James Prezzano and Lisa Beck comprehensively review long-term treatment strategies for chronic AD, including skin care recommendations, proactive topical therapy, long-term safety and efficacy of topical corticosteroids and calcinuerin inhibitors, phototherapy, and systemic immunosuppressants.
Pruritus or itch is the hallmark symptom of AD and can be very challenging to treat, often failing to clear with sedating antihistamines, which may be associated with undesirable side effects. Sarina Elmariah reviews the impact of current standard of care topical and/or systemic therapies on pruritus. Furthermore, she reviews a variety of adjunctive anti-itch strategies, including topical agents, antiepileptics, antidepressants, neurokinin-1 receptor antagonists, opioid modulators, and alternative therapies.
Jacob Thyssen and colleagues review the diagnostic and therapeutic considerations for yet another important patient subset, atopic hand eczema.

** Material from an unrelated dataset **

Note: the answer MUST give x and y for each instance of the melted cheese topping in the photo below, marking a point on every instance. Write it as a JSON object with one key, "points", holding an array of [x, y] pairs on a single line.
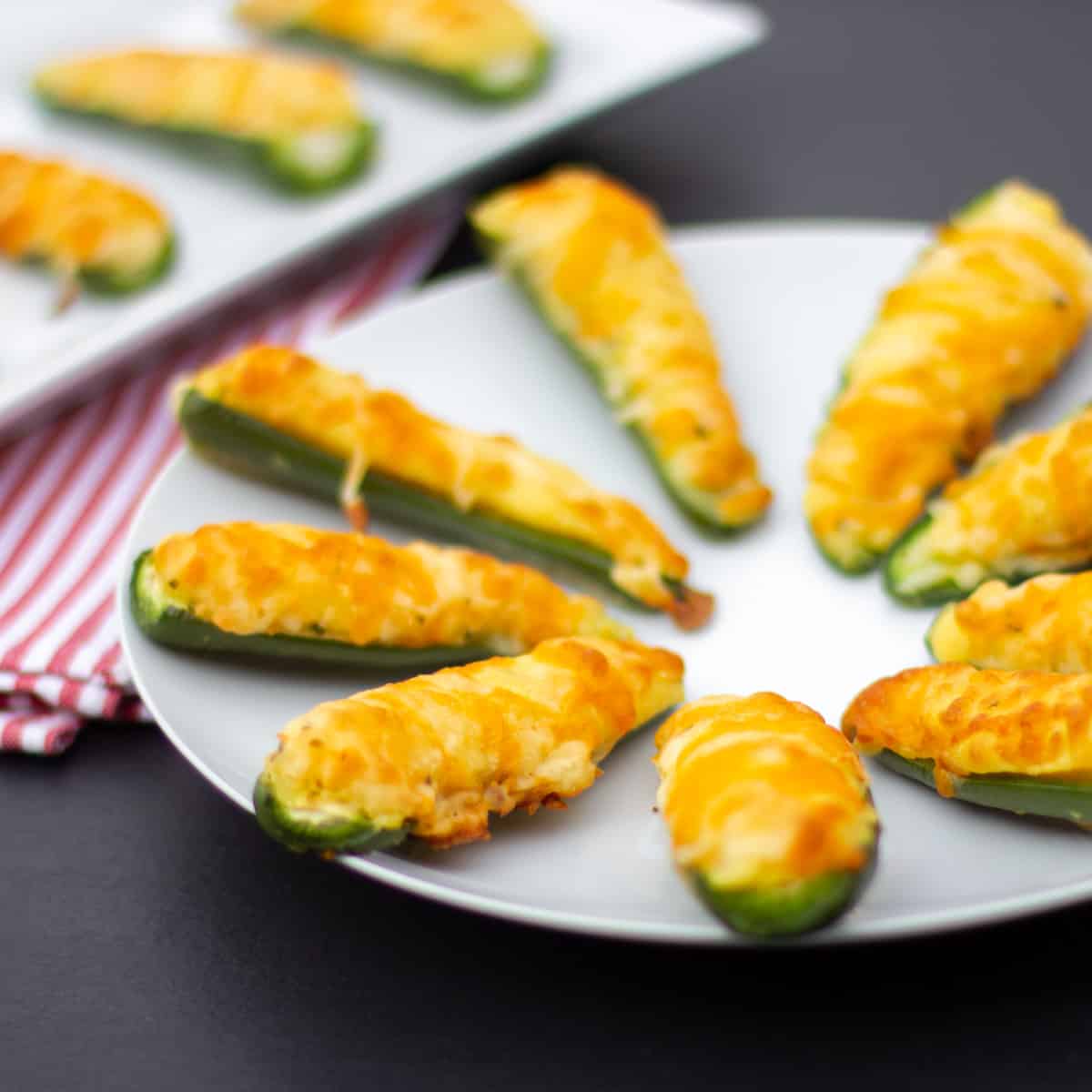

Hand eczema can develop secondary to lower irritant threshold or superimposed allergic contact dermatitis in persons with AD. This is a very clinically relevant and important subset because failure to adequately avoid exogenous triggers may result in treatment-refractory hand eczema.
The last decade has witnessed major strides in our understanding of the pathogenesis of AD. Tali Czarnowicki and colleagues do a wonderful job reviewing the pathways implicated in the pathophysiology, barrier disruption, and immune dysregulation of AD. One of the most promising new developments in our understanding of AD is the recognition that AD is an immune-mediated disorder largely driven by T-helper 2 cytokines, interleukin-4, and/or interleukin-13. Jonathan Silverberg and Robert Kantor review the role of interleukin-4 and/or interleukin-13 in the pathogenesis of AD. These insights have directly translated into the development of novel biologic agents targeting these cytokine pathways. The first such biologic agent to be approved by the US Food and Drug Administration for AD was dupilumab, with multiple other biologic, systemic, and topical agents in the pipeline for AD.
AD has just begun to command the respect it deserves as a chronic disease with negative life impact and comorbidities. The future holds new definitions, better recognition of disease manifestations, superior surveillance for comorbidities, and an impressive improvement in therapeutic interventions. This is truly an exciting time for patients with AD, the people who suffer with them, and clinicians who treat AD.